Here are a few guidelines, followed by simple definitions, towards which we need to work:

Breeding Style
Minimum Populations
Examples (but not complete!)
Severe inbreeders
10
tomatoes, lettuce and regular beans for the most part
Moderate inbreeders
40
all the other night shades, including eggplants and peppers; other bean family members like peas and other beans
Outbreeders in general
80
the cabbage family
Sensitive Outbreeders
200
corn, carrots and onions, these are 'sensitive' to a phenomena called 'inbreeding depression' which causes a severe reduction in plant performance in just a few generations – corn is considered the most sensitive of all
Insensitive Outbreeders
10 to 20
not sensitive to inbreeding depression, specifically Cucurbits, including squashes, cucumbers and melons

Inbreeding is a term applied to plants that will pollinate themselves (male and female flower parts exist in each flower of the plant and can self-pollinate before the flower even opens). Outbreeding apples to plants that must be pollinated by other plants to produce viable seed. These definitions are much simplified for this discussion only. If you like to learn more about this, Carol Deppe's book “Breed Your Own Vegetables” offers one of the most thorough and easily digestible definitions of these terms.

I am not proposing a drastic change. For the library, this means we will be less diligent about the return of seed for some varieties than for others – we are on a learning curve anyway, so we will need to realize there are some varieties that will be lost from our inventory and we will not be concerned with them. Over time, the varieties that are truly SLOLA varieties will change into an inventory we can manage more effectively. Some of this will be through natural attrition. Others will be actively cultivated into predominance by the Best Practices Committee and other active members.

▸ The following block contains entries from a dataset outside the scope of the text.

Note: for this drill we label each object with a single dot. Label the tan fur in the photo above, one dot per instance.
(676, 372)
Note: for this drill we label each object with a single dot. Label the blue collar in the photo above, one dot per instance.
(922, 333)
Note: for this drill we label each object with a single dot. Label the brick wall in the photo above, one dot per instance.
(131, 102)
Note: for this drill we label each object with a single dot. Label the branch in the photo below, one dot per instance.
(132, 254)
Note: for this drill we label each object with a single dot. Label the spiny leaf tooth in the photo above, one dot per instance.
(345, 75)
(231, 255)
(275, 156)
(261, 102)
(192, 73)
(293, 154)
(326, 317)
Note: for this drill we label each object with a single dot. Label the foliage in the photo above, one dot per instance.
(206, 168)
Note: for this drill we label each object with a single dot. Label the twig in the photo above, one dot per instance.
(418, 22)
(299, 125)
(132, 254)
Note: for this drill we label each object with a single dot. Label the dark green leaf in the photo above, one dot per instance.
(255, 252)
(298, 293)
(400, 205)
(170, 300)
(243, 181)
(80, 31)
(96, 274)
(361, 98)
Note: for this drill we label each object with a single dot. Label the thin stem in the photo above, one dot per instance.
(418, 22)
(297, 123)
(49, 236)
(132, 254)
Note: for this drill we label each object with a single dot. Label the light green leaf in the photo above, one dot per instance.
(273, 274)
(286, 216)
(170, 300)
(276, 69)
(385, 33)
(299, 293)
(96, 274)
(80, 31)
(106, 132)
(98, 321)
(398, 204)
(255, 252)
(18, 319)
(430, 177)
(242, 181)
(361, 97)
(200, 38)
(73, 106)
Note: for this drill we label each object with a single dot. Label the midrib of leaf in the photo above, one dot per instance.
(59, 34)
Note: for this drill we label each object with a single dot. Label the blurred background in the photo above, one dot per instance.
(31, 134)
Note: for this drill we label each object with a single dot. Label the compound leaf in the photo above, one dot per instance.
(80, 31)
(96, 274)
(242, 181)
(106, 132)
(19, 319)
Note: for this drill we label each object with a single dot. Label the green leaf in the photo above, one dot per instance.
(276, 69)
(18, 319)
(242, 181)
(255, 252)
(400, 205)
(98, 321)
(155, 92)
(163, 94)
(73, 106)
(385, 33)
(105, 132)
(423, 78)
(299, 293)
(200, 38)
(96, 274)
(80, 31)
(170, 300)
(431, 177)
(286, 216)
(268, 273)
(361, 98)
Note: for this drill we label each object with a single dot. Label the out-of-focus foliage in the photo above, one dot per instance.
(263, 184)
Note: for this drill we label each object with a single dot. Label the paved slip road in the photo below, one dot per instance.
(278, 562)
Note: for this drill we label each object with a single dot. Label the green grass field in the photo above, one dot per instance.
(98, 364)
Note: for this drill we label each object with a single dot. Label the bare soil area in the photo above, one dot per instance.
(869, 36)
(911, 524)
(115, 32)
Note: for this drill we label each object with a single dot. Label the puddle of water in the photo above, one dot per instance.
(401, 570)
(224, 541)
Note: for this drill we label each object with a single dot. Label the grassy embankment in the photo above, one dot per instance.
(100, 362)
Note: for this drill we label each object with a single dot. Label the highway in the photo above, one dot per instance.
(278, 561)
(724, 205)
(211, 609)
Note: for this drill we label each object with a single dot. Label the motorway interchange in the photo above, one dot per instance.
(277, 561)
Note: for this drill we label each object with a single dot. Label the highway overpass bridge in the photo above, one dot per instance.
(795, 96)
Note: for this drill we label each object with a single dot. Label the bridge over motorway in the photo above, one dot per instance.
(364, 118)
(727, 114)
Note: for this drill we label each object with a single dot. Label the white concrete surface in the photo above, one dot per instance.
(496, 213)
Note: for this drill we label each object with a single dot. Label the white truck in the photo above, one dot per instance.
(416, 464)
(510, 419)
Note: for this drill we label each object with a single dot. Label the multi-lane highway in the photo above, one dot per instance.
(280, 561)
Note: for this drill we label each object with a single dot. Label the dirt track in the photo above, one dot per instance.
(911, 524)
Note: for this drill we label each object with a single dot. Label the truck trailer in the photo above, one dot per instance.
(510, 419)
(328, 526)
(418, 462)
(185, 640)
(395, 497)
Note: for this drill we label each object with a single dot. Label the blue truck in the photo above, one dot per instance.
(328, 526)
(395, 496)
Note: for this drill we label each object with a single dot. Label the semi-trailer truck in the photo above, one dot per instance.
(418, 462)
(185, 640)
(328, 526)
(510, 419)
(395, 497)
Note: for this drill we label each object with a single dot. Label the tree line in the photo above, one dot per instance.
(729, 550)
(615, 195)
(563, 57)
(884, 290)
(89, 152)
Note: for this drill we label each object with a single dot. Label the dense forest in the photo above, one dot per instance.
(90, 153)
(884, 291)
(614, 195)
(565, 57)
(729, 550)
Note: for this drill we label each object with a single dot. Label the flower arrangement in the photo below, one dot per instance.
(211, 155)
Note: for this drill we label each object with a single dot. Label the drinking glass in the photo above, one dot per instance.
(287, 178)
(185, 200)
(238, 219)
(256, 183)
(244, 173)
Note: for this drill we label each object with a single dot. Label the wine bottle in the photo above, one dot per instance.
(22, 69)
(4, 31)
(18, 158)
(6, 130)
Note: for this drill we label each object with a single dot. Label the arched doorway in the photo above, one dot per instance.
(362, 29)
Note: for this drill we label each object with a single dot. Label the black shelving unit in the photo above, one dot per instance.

What we need to do most of all is educate members about the minimum populations we are trying to achieve. Remember, it is the collective total of all the seed returned that make minimum population size – so if Megan grows Nutribud Broccoli (one of my favorites) and collects seeds from 6 plants, Linda does the same collecting from 4 plants, Albert collects from 7 plants and I collect from 3 we've met our minimum population of 20. All seed goes together to make the minimum population.

This concept is very important and central to our mission. Thank you for taking the time to read this.  I hope it makes sense to you.  If not, please let me know as I wish this to be clear; it is important to the long-term viability of the seed library and our seeds.